Opinion from Muriel
The fall of Nicolás Maduro was not an exotic episode of Latin American politics. It was the predictable end of a model of power that extended beyond democratic boundaries, was personalized, protected by propaganda, and fueled by the informal economy of crime. This is the essence of the parallelism that Albania can no longer ignore.
Today, the debate is not whether Albania is Venezuela. The debate is whether it is following the same logic. And the signs are enough to raise alarm.
Long-term power and the transformation of the state into political property
Maduro did not fall as a self-proclaimed dictator. He fell as a leader who, step by step, shifted decision-making from institutions to himself. The courts, elections, the economy, security—everything was concentrated on a single axis. When checks and balances were eliminated, the state became fragile and vulnerable.
In Albania, Edi Rama’s rule has produced the same centralization effect: a prime minister as the focal point for every major decision; institutions that function formally but rarely challenge; a parliament that approves more than it checks; and a public perception that the electoral outcome is predetermined. This is not the standard of a functioning democracy—it is the personalization of power.
Propaganda instead of accountability
Maduro's shield was propaganda: relativizing failures, inventing enemies, communicative triumphalism over a reality that was collapsing. When transparency is replaced by narratives, power shifts from governance to survival.
Here too, criticism is stigmatized, scandals are scattered in the noise of communication, and failures are covered up with spectacle. This is a sign of strength only in appearance; in essence, it is a sign of political insecurity.
The gradual capture of the state
Maduro did not close down institutions; he rendered them harmless. The process was quiet, slow, but steady. In Albania, the symptoms are familiar: a politicized administration, an economically dependent media, self-censorship, and the dangerous belief that power is untouchable. This belief built Maduro’s “stability”—and that same belief brought him down.
Narco-economy: the point where parallelism becomes frightening
Venezuela collapsed when corruption and trafficking became a mechanism of governance. Not just peripheral crime, but an economic engine. Albania today faces an increasingly open debate on drug trafficking and narco-euros in the economy: informal money that inflates sectors, distorts competition, deforms the real estate market and creates political dependence.

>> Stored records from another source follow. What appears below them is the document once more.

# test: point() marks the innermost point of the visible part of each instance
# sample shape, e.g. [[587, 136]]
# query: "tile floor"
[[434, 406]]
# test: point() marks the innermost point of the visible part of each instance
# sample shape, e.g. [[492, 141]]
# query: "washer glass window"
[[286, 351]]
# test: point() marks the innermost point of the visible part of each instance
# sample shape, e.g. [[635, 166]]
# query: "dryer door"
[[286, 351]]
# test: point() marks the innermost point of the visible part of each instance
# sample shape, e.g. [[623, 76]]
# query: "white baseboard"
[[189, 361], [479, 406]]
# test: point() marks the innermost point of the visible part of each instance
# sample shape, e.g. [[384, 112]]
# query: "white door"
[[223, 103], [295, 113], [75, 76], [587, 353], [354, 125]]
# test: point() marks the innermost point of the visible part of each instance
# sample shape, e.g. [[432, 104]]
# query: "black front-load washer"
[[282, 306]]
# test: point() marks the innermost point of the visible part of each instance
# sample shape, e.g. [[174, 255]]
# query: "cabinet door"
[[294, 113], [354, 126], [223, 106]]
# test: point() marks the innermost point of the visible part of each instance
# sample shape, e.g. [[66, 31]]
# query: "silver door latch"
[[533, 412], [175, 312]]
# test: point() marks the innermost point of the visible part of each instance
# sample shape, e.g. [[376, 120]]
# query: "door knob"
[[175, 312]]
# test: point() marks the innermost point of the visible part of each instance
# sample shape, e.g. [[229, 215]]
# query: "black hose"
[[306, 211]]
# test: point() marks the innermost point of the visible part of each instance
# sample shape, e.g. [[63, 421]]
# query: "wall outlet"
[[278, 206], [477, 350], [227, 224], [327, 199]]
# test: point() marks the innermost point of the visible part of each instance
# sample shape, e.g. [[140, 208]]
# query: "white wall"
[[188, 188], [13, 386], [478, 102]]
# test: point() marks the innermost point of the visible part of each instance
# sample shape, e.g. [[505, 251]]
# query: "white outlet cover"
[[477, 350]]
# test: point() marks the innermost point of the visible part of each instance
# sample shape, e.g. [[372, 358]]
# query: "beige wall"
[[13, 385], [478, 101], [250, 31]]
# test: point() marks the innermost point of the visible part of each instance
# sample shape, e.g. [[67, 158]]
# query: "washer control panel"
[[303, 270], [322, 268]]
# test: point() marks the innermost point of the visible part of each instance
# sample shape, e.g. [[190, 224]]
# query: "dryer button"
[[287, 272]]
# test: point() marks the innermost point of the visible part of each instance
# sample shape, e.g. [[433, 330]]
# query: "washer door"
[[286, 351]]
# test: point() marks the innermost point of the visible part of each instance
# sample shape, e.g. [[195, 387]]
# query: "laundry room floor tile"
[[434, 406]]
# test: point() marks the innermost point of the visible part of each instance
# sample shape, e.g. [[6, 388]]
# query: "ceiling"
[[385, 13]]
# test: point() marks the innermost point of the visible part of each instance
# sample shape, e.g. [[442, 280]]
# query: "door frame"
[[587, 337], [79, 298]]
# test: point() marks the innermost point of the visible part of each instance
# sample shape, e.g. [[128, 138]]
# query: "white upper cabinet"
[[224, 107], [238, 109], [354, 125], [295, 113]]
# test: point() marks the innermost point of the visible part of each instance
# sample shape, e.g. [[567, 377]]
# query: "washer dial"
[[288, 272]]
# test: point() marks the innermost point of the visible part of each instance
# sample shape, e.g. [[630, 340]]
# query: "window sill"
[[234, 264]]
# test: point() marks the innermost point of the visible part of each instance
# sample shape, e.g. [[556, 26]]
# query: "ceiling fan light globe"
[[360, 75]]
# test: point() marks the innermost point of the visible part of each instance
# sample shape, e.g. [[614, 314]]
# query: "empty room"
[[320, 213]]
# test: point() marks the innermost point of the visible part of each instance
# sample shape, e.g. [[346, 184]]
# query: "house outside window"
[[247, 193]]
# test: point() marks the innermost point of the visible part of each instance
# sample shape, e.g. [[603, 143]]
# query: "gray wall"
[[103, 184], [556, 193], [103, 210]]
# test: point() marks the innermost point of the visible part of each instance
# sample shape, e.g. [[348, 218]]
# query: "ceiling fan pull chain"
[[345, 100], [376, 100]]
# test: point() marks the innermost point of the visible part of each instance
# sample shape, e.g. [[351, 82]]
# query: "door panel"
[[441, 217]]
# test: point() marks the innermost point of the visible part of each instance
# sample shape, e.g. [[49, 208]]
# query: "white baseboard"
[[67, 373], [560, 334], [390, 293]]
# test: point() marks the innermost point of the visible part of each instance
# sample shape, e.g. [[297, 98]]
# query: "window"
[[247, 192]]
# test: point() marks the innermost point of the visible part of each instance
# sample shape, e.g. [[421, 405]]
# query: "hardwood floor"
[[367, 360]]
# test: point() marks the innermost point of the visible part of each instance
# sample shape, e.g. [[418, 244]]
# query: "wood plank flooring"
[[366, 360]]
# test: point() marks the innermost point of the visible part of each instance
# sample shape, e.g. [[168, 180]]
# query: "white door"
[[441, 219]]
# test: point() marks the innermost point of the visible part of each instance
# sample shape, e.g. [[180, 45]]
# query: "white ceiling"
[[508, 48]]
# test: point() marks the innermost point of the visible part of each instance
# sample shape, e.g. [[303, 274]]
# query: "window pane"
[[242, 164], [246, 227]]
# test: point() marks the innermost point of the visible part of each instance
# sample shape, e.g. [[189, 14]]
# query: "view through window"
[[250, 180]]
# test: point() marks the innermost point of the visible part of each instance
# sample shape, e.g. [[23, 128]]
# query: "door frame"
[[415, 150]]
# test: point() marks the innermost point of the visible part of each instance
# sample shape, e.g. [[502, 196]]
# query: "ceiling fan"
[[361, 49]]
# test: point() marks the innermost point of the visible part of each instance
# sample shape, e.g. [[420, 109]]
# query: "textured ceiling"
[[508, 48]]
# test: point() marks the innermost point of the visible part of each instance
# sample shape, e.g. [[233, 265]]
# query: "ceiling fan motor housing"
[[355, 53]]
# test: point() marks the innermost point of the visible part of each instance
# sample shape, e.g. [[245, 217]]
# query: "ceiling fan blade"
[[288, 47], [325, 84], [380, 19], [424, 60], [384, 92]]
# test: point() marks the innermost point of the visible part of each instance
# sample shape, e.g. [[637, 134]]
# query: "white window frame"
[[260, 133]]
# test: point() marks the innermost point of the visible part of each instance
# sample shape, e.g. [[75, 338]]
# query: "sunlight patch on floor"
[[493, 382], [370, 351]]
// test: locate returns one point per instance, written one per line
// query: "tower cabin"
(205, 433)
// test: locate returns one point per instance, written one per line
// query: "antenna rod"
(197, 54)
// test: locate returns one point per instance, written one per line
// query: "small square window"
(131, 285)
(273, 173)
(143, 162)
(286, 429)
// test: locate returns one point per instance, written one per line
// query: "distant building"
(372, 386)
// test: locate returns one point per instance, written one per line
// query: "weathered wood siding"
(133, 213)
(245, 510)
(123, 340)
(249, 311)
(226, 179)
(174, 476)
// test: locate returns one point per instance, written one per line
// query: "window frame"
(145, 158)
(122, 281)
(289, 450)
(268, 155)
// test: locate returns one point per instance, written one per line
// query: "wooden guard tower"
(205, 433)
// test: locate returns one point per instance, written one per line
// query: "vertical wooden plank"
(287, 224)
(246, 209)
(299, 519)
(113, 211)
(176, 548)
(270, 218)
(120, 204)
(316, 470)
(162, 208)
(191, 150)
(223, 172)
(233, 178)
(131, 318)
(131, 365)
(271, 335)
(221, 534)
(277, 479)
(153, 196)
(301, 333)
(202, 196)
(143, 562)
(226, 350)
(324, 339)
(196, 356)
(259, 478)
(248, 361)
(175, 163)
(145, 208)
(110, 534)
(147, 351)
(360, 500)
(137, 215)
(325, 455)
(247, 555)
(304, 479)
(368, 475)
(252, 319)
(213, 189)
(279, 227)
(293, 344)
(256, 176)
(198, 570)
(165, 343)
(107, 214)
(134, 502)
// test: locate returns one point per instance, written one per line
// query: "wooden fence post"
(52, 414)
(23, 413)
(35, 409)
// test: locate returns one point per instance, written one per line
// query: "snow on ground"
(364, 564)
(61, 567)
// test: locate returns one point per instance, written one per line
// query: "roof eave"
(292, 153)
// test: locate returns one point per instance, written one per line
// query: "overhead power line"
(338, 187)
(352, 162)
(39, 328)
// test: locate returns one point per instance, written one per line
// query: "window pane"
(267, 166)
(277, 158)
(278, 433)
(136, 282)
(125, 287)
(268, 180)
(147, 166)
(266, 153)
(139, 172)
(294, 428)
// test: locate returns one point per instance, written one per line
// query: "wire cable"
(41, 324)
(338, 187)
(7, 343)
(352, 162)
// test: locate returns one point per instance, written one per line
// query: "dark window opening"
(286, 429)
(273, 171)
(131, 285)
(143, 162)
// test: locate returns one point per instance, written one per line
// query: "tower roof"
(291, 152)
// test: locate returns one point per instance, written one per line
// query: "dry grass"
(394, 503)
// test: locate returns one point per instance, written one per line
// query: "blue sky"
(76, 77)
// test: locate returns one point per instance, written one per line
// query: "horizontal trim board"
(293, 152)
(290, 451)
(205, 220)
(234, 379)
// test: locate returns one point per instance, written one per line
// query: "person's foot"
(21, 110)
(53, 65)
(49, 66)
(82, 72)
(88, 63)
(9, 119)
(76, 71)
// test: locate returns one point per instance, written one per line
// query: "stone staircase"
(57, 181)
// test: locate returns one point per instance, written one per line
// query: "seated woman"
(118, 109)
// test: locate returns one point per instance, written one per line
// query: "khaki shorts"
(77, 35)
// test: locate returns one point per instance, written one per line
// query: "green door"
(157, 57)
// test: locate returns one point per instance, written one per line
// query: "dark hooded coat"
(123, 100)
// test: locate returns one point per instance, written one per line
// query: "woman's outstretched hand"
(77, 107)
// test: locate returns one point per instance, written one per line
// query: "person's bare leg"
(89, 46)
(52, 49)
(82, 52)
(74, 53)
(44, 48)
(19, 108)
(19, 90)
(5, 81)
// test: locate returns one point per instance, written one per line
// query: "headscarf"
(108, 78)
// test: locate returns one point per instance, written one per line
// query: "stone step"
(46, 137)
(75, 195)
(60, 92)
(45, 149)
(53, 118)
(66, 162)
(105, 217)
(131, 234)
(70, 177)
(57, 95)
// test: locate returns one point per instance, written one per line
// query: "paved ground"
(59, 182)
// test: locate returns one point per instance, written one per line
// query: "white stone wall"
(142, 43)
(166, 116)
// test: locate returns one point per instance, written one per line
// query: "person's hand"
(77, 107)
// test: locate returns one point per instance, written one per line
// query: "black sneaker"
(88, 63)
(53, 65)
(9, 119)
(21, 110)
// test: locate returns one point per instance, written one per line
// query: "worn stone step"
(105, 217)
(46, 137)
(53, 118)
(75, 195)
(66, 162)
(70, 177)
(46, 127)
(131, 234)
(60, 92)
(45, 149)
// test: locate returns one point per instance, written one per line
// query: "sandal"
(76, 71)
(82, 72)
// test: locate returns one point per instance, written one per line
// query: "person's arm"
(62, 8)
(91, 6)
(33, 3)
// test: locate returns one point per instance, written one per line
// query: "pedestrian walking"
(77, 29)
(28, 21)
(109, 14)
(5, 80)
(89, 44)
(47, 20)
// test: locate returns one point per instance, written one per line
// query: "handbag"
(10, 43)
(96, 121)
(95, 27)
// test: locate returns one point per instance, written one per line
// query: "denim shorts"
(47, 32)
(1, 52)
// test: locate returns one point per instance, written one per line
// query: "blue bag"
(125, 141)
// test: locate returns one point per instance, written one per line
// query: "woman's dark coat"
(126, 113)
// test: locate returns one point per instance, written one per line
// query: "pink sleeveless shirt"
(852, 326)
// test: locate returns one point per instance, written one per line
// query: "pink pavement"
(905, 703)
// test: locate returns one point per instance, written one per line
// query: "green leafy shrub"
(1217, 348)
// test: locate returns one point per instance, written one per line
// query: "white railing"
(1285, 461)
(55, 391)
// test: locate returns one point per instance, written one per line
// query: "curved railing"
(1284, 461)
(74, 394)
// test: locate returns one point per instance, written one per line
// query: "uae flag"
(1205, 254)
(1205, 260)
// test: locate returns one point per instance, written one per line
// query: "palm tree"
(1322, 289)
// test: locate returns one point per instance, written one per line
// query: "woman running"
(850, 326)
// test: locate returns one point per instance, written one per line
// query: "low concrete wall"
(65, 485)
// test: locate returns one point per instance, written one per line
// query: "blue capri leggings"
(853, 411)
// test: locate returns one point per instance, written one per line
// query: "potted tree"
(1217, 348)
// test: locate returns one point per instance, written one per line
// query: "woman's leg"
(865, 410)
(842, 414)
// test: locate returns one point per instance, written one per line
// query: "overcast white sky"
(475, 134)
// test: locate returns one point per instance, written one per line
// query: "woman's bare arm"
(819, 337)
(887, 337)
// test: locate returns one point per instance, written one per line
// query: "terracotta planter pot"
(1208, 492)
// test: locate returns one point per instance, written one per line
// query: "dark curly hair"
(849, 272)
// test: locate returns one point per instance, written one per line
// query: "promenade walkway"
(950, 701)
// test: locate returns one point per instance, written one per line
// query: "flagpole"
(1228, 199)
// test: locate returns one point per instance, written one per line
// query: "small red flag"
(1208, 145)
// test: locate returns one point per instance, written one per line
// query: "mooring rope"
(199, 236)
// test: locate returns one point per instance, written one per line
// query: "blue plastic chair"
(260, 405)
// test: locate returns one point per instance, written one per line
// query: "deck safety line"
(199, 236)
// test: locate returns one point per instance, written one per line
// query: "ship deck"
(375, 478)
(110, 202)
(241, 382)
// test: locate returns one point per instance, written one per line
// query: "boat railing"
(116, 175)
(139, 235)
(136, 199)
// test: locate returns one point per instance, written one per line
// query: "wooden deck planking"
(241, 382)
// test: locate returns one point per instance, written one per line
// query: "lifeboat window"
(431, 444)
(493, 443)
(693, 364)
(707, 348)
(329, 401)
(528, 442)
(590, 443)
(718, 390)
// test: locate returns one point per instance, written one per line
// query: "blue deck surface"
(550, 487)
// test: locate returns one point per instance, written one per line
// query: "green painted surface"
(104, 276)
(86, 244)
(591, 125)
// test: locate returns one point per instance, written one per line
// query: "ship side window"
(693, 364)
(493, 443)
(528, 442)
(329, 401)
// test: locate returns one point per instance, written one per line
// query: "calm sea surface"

When the real economy increasingly relies on the circulation of informal money, the state loses fiscal control, institutions weaken, and politics becomes vulnerable to criminal interests. At this point, the problem is not simply moral; it is structural. And the captured structures are not reformed—they are replaced.
Normalized corruption and the erosion of legitimacy
Maduro did not fall when scandals were revealed; he fell when corruption was perceived as the norm. In Albania, public perception has reached a dangerous threshold: tenders that are not explained, concessions that are not controlled, clientelism that is not hidden. When accountability disappears, legitimacy collapses—despite the rhetoric of stability.
The last illusion: "without me there is no stability"
“Without me, there is chaos” was Maduro’s final argument. Mild versions of the same thesis are heard wherever power equates itself with the state. History shows that stability without justice and without rotation is simply a delay in crisis.
The parallel with Venezuela is not an alarmist cry; it is a cold reading of power models. Long-term, personalized governments, protected by propaganda and fueled by the informal economy, lose the ability to correct themselves. At this stage, continuation does not bring stability—it brings higher costs for the state and society.
Maduro's fall is a reminder that no one is irreplaceable and that when signals are ignored, the end becomes harsher. For Albania, the message becomes clear: the longer political correction is postponed, the deeper the crisis that follows.